I was looking forward to the "why it took us this long" explanation but it wasn't explicitly spelled out. Any Cloudflare staff here able to expand on that?
(The article does a good job of showing how many different smart design decisions went into this, but given caching is core to what a Cloudflare does I'm still a little surprised it took 9 years to get here!)
On top of that the cache tags are a slick way to do invalidation. This looks like a great product.
- You still get billed per request, whether the request hits cache or not (but don't get billed for CPU time)
- You now get billed for static asset requests! This makes no sense to me. "One thing to watch: when caching is enabled, requests that are normally free — static asset requests and worker-to-worker invocations through service bindings or ctx.exports — are billed at the standard request rate, because each one now consults the cache in front of your Worker." Yeah that sounds like a bug that just happens to generate them more money.
- The cache key automatically has the worker deployment version, so even gradual deployments populate their own cache which is nice
- It seems like you can set a totally custom cache key? But that was previously Enterprise only, can't see if that's still the case here.
Time to migrate rarely-updating websites that still need a CMS to Cloudflare.
> One thing to watch: when caching is enabled, requests that are normally free — static asset requests and worker-to-worker invocations through service bindings or ctx.exports — are billed at the standard request rate, because each one now consults the cache in front of your Worker.
That’s a very weird limitation from a product standpoint. You might end up spending more money by enabling caching.
I wonder if static assets and worker-to-worker invocations are really more expensive to them with caching enabled, or if this is just a metering problem.
I would have made this free in the interest of making billing simpler and of making the decision to enable caching more straightforward.
If you’re min-maxing costs, this encourages awkward setups where you split workers into two, one with caching enabled and one with caching disabled.
A big worry was always "why does workers sit in front of my cache? that's a waste of an invocation if i'm returning a cached result"
Thanks CF.
When Workers Cache is enabled, every cacheable request to your Worker hits Cloudflare's cache first. If there's a fresh cached response, Cloudflare returns it directly — your Worker doesn't run, and you don't pay CPU time for it. On a miss, your Worker runs, and if your response is cacheable, Cloudflare stores it for the next request. The next request from anywhere on Earth can be served straight from cache.
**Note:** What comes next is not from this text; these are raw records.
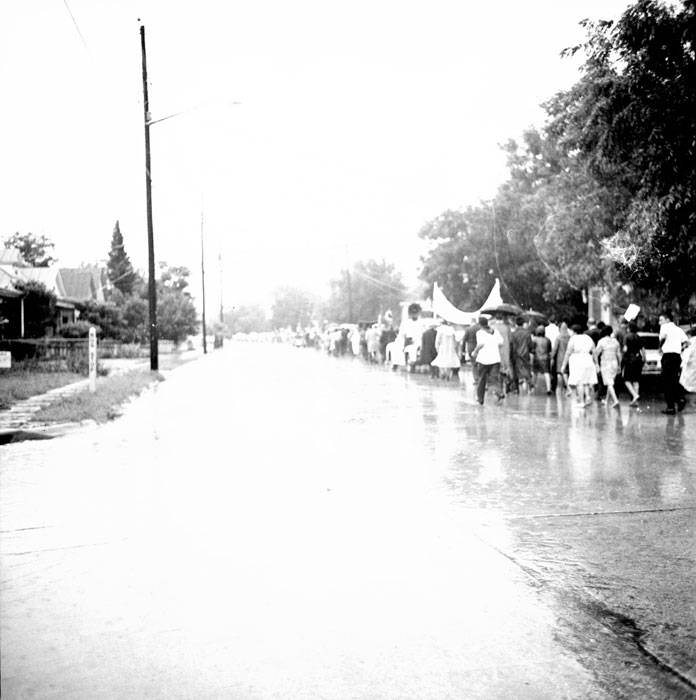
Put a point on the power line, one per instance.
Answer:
(378, 282)
(77, 28)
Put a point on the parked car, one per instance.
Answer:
(653, 356)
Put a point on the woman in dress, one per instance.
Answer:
(558, 353)
(579, 361)
(447, 357)
(633, 361)
(541, 362)
(608, 356)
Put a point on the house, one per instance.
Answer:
(84, 283)
(14, 270)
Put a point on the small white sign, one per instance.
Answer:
(92, 359)
(631, 312)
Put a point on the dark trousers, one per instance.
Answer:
(671, 365)
(484, 372)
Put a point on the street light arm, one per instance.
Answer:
(150, 122)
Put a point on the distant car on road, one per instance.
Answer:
(653, 360)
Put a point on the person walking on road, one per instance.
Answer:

Incredible! This is why I shoehorn all my server side usecases on to the Workers Platform. Cloudflare, since 2020 when I first went all-in, has consistently shipped features that reduce bills significantly (except for 2023 Workers usage model changes). In one case, when they shipped free Snippets (Workers but 32kb code size & 5s CPU time) for Pro accounts ($200/yr), our bills went from £15k+ to £0.I know about the infamous "Enterprise plan" (especially, when your bandwidth is as high as ours in 100s of TBs) and know of at least one other tech shop that was required to pay for it ... but we haven't got that sales call, yet.
I am assuming it is a bunch of manual work.
I just don’t understand why undermine your own announcements by delegating comms to the machine. It’s disrespectful to the reader.